Description
A sly debut story collection that conjures the experience of adolescence through the eyes of Chinese American girls growing up in New York City -- for readers of Zadie Smith, Helen Oyeyemi, and Junot Díaz
A fresh new voice emerges with the arrival of SOUR HEART, establishing Jenny Zhang as a frank and subversive interpreter of the immigrant experience in America. Her stories cut across generations and continents, moving from the fraught halls of a public school in Flushing, Queens, to the tumultuous streets of Shanghai, China, during the Cultural Revolution of the 1960s. In the absence of grown-ups, latchkey kids experiment on each other until one day the experiments turn violent; an overbearing mother abandons her artistic aspirations to come to America but relives her glory days through karaoke; and a shy loner struggles to master English so she can speak to God.

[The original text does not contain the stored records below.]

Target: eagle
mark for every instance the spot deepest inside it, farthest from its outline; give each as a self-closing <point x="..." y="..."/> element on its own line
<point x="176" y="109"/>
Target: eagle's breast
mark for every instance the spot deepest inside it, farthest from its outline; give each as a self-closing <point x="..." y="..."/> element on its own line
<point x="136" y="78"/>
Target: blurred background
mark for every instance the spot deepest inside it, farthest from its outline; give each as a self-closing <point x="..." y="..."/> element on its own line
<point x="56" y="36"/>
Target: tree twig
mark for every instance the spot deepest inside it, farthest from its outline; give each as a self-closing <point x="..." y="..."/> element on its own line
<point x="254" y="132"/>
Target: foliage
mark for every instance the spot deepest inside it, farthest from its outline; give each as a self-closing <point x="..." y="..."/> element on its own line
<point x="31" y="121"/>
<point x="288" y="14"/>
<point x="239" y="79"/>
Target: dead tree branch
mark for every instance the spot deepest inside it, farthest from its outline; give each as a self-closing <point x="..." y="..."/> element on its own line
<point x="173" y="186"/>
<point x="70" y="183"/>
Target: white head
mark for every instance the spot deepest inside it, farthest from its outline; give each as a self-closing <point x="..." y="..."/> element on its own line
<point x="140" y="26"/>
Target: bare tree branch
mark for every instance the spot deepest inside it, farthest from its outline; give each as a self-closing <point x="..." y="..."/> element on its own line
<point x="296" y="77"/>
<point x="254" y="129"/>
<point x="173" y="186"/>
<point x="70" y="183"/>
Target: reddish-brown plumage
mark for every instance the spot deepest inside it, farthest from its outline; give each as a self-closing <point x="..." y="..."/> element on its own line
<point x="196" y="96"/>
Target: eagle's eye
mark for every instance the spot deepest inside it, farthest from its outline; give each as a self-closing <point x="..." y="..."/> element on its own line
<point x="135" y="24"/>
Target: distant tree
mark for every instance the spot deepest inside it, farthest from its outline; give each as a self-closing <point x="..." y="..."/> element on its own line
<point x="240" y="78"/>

Narrated by the daughters of Chinese immigrants who fled imperiled lives as artists back home only to struggle to stay afloat -- dumpster diving for food and scamming Atlantic City casino buses to make a buck -- these seven stories showcase Zhang's compassion, moral courage, and a perverse sense of humor reminiscent of Portnoy's Complaint. A darkly funny and intimate rendering of girlhood, SOUR HEART examines what it means to belong to a family, to find your home, leave it, reject it, and return again.